Il observe aussi « que depuis plusieurs années, les violences sexuelles sont devenues quasiment un contentieux de masse, et ça devient compliqué de les juger avec la lourdeur des assises ». « C’est aussi ce que voulait éviter cette réforme. » En revanche, l’USM s’oppose à leur généralisation « sans moyens dédiés ». Le recrutement de 1.500 magistrats et de 1.500 greffiers est bien prévu d’ici à la fin du quinquennat. Mais cela sera-t-il suffisant ? « Le rapport d’évaluation dit clairement que cette réforme n’est pas applicable sans des moyens substantiels en matière de ressources humaines, c’est-à-dire en termes de magistrats et de greffiers », poursuit Ludovic Friat, précisant que ces cours mobilisent cinq magistrats (dont deux peuvent être honoraires) lorsqu’il n’en faut que trois aux assises.

D’autre part, magistrats et avocats sont nombreux à s’inquiéter de l’absence de jurys populaires pour juger de crimes graves. « La participation citoyenne à la justice pénale est gravement menacée », dénoncent les signataires d’une tribune, publiée dans Le Monde en novembre dernier. « Héritage de la révolution de 1789, symbole éclatant de la démocratie participative en matière judiciaire, le jury populaire de cour d’assises est en voie d’extinction », écrivaient-ils, regrettant que le gouvernement « s’attaque désormais au dernier espace démocratique permettant à des juges et à des citoyens tirés au sort de se rencontrer, de débattre, de délibérer, et de rendre la justice ensemble "au nom du peuple français". »

« Ça transforme un peu les viols en sous-crimes »

Parmi les signataires de la tribune, Karine Bourdié, coprésidente de l’Association des avocats pénalistes (Adap). Cette réforme, nous explique-t-elle, « pose le problème de la rupture qui est faite entre la justice et les citoyens à une époque où un Français sur deux dit qu’il n’a pas confiance dans la justice de son pays ». Le jury d’une cour d’assises « est le seul endroit où les citoyens peuvent avoir une connaissance concrète du fonctionnement de leur justice », insiste la pénaliste. « Ils peuvent comprendre comment on fait pour juger quelqu’un, comment on appréhende un dossier… Ça leur permet de sortir des clichés, des idées toutes faites sur les condamnations, la prison, de comprendre avec quels moyens fonctionne la justice. »
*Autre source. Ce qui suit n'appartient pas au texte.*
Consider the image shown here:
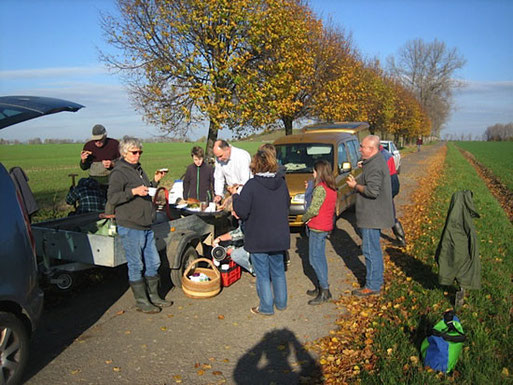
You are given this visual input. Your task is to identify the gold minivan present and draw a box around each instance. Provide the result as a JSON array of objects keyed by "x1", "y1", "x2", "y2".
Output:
[{"x1": 274, "y1": 122, "x2": 369, "y2": 227}]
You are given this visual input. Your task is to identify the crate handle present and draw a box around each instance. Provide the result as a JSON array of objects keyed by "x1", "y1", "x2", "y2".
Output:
[{"x1": 183, "y1": 258, "x2": 221, "y2": 278}]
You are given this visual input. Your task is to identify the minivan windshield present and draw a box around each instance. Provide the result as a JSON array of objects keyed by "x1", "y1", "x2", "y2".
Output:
[{"x1": 276, "y1": 143, "x2": 333, "y2": 174}]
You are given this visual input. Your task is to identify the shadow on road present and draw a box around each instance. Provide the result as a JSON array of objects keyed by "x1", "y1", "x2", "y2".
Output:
[
  {"x1": 233, "y1": 329, "x2": 322, "y2": 385},
  {"x1": 24, "y1": 265, "x2": 128, "y2": 381},
  {"x1": 386, "y1": 247, "x2": 439, "y2": 290}
]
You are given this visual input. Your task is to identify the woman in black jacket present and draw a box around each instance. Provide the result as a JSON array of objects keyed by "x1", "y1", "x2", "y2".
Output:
[
  {"x1": 107, "y1": 136, "x2": 172, "y2": 313},
  {"x1": 183, "y1": 146, "x2": 214, "y2": 202},
  {"x1": 233, "y1": 150, "x2": 290, "y2": 315}
]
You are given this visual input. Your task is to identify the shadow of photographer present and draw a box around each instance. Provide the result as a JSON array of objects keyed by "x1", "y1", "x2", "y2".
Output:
[{"x1": 233, "y1": 329, "x2": 322, "y2": 385}]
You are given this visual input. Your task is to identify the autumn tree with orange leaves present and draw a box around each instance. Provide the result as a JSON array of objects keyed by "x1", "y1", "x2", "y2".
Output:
[{"x1": 102, "y1": 0, "x2": 308, "y2": 156}]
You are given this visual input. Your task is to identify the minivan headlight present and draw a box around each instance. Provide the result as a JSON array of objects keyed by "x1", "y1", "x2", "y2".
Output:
[{"x1": 292, "y1": 193, "x2": 305, "y2": 204}]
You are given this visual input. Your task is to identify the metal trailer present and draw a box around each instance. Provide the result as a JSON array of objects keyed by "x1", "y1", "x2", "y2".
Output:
[{"x1": 32, "y1": 210, "x2": 227, "y2": 290}]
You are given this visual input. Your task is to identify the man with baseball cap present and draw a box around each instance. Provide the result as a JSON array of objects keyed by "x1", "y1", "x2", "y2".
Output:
[{"x1": 80, "y1": 124, "x2": 120, "y2": 186}]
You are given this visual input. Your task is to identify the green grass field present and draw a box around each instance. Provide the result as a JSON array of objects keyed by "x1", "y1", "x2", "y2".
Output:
[
  {"x1": 0, "y1": 141, "x2": 262, "y2": 222},
  {"x1": 456, "y1": 142, "x2": 513, "y2": 190},
  {"x1": 361, "y1": 143, "x2": 513, "y2": 385}
]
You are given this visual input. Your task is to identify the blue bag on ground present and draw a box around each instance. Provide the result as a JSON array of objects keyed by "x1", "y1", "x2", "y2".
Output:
[{"x1": 420, "y1": 310, "x2": 465, "y2": 373}]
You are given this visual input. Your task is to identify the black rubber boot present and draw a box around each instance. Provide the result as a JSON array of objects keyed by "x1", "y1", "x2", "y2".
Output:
[
  {"x1": 306, "y1": 285, "x2": 319, "y2": 297},
  {"x1": 308, "y1": 289, "x2": 331, "y2": 305},
  {"x1": 392, "y1": 221, "x2": 406, "y2": 246},
  {"x1": 144, "y1": 275, "x2": 173, "y2": 307},
  {"x1": 129, "y1": 279, "x2": 160, "y2": 314}
]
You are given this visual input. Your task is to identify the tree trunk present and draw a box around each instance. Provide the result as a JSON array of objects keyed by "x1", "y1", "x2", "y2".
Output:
[
  {"x1": 281, "y1": 117, "x2": 293, "y2": 135},
  {"x1": 205, "y1": 121, "x2": 219, "y2": 165}
]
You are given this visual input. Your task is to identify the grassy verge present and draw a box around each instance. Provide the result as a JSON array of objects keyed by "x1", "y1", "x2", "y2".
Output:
[
  {"x1": 456, "y1": 142, "x2": 513, "y2": 191},
  {"x1": 318, "y1": 144, "x2": 513, "y2": 385},
  {"x1": 362, "y1": 145, "x2": 513, "y2": 384}
]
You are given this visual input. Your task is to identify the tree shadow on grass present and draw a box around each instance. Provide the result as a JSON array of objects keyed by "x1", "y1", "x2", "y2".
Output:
[
  {"x1": 233, "y1": 329, "x2": 322, "y2": 385},
  {"x1": 386, "y1": 246, "x2": 440, "y2": 290}
]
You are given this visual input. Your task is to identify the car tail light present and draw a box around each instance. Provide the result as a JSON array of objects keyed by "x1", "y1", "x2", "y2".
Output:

Alors que 88 % des affaires jugées par les CCD sont des viols, Karine Bourdié s’inquiète particulièrement du message envoyé à travers leur généralisation. « Ça transforme un peu les viols en sous-crimes qui ne méritent pas qu’on donne les moyens pour qu’ils soient jugés par une juridiction qui était de la plus haute qualité. » Compte tenu des délais d’audiencement, les cours criminelles ne fonctionneront à plein régime qu’au second semestre 2023.